Les recherches actuelles en interprétation d’images radar s’orientent vers des méthodes avancées de restitution 3D, visant à repositionner ces points lumineux sur des modèles tridimensionnels précis. Cette approche ouvre de nouvelles perspectives : un voyage en trois dimensions à travers le monde, vu à travers les yeux du radar. Ce regard, à la fois technique et esthétique, s’inspire du travail remarquable de mon collègue et ami Olivier Denis.

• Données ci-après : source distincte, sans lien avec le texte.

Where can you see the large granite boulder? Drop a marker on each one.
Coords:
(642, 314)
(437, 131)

Image VI – Entre terre et Acier : les ponts de Pittsburgh
Cette image met à l’honneur deux ponts emblématiques de Pittsburgh : le Pont du Fort Duquesne et le Pont du Fort Pitt. Elle a été produite à partir de données UMBRA en bande X, acquises en mode dwell — une technique innovante qui consiste à concaténer plusieurs images issues de sous-ouvertures, permettant ainsi de générer de courtes vidéos et d’exploiter une résolution exceptionnelle.

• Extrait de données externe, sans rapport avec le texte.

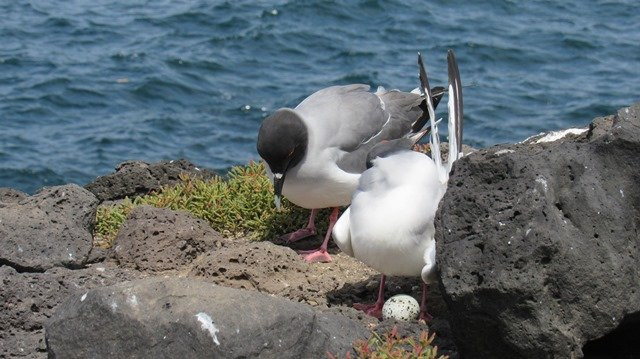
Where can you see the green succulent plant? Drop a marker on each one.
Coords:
(391, 346)
(239, 204)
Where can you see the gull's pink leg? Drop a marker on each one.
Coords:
(308, 231)
(321, 254)
(423, 305)
(375, 309)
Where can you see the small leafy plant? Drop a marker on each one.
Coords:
(391, 346)
(239, 205)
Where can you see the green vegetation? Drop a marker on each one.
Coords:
(391, 346)
(239, 205)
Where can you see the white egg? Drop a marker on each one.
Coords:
(401, 307)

Grâce à la bienveillance et aux conseils avisés de mes interlocuteurs chez UMBRA, j’ai pu accéder à ces précieuses images, capturées avec une résolution remarquable de 50 cm par sous-ouverture. Pour réaliser cette composition, j’ai appliqué le procédé REACTIV, mais au lieu de comparer des dates d’acquisition différentes, j’ai choisi d’exploiter des angles d’observation légèrement variés afin de révéler les subtilités structurelles des ponts.

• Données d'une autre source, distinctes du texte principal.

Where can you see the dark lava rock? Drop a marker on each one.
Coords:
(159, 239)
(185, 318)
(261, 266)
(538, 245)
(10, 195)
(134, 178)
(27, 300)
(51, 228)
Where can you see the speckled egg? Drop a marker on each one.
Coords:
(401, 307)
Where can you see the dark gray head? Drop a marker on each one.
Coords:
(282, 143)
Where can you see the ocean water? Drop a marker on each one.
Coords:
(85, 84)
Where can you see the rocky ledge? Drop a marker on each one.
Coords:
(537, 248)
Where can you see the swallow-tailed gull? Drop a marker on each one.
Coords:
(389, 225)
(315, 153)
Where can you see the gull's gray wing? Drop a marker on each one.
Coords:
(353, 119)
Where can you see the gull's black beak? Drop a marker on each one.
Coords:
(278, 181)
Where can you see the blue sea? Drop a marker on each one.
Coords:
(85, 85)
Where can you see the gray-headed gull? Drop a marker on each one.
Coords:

Les données UMBRA s’inscrivent dans un mouvement d’open data, offrant un potentiel immense pour la recherche scientifique et l’exploration de nouveaux traitements d’images radar. Animée par une pointe de chauvinisme, j’ai d’abord appliqué ce même traitement aux données UMBRA de Paris, au grand amusement (et peut-être au désarroi) de mes interlocuteurs chez UMBRA, qui, je l’espère, auront pardonné cet élan nationaliste innocent.
Quoi qu’il en soit, les arcs-en-ciel chromatiques qui se dessinent sur les ponts de Pittsburgh illustrent magnifiquement richesses architecturales de la ville, mettant en lumière les interactions subtiles entre géométrie et signal radar.
Référence
Taillade, T., Colin, E., & Albinet, C. (2024, July). FoPen Man-Made Objects Detection with P-band SAR Sub-Aperture Analysis. In IGARSS 2024-2024 IEEE International Geoscience and Remote Sensing Symposium (pp. 9766-9769). IEEE.
Image VII – Les couleurs cachées de la Tour Eiffel
Cette image de la Tour Eiffel a été réalisée à partir d’une série de 24 images d’archives TerraSAR-X, acquises en mode staring spotlight, qui offre la résolution spatiale la plus fine disponible pour ce capteur. L’image finale résulte d’un traitement avancé, combinant une intensité filtrée temporellement, après un recalage précis des images effectué grâce à l’algorithme de flot optique Gefolki.
Les teintes colorées proviennent de la phase interférométrique d’un couple d’images. Elles traduisent principalement des variations de hauteur, mais révèlent aussi des déformations subtiles, comme celles induites par la dilatation thermique des matériaux de la structure. La saturation des couleurs est quant à elle indexée sur le niveau de cohérence interférométrique, un indicateur clé de la stabilité structurelle entre deux acquisitions radar.
Monument emblématique de l’interférométrie radar, la Tour Eiffel a été intégrée à nos recherches grâce aux suggestions précieuses de Jean-Marie Nicolas, dans le cadre de la thèse de Flora Weissgerber. L’étude a également bénéficié de précieuses données techniques fournies par la SETE (Société d’Exploitation de la Tour Eiffel), dont les contributions ont grandement enrichi l’analyse des résultats.
Référence
Weissgerber, F., Colin-Koeniguer, E., Nicolas, J. M., & Trouvé, N. (2017). 3D monitoring of buildings using TerraSAR-X InSAR, DInSAR and PolSAR capacities. Remote Sensing, 9(10), 1010.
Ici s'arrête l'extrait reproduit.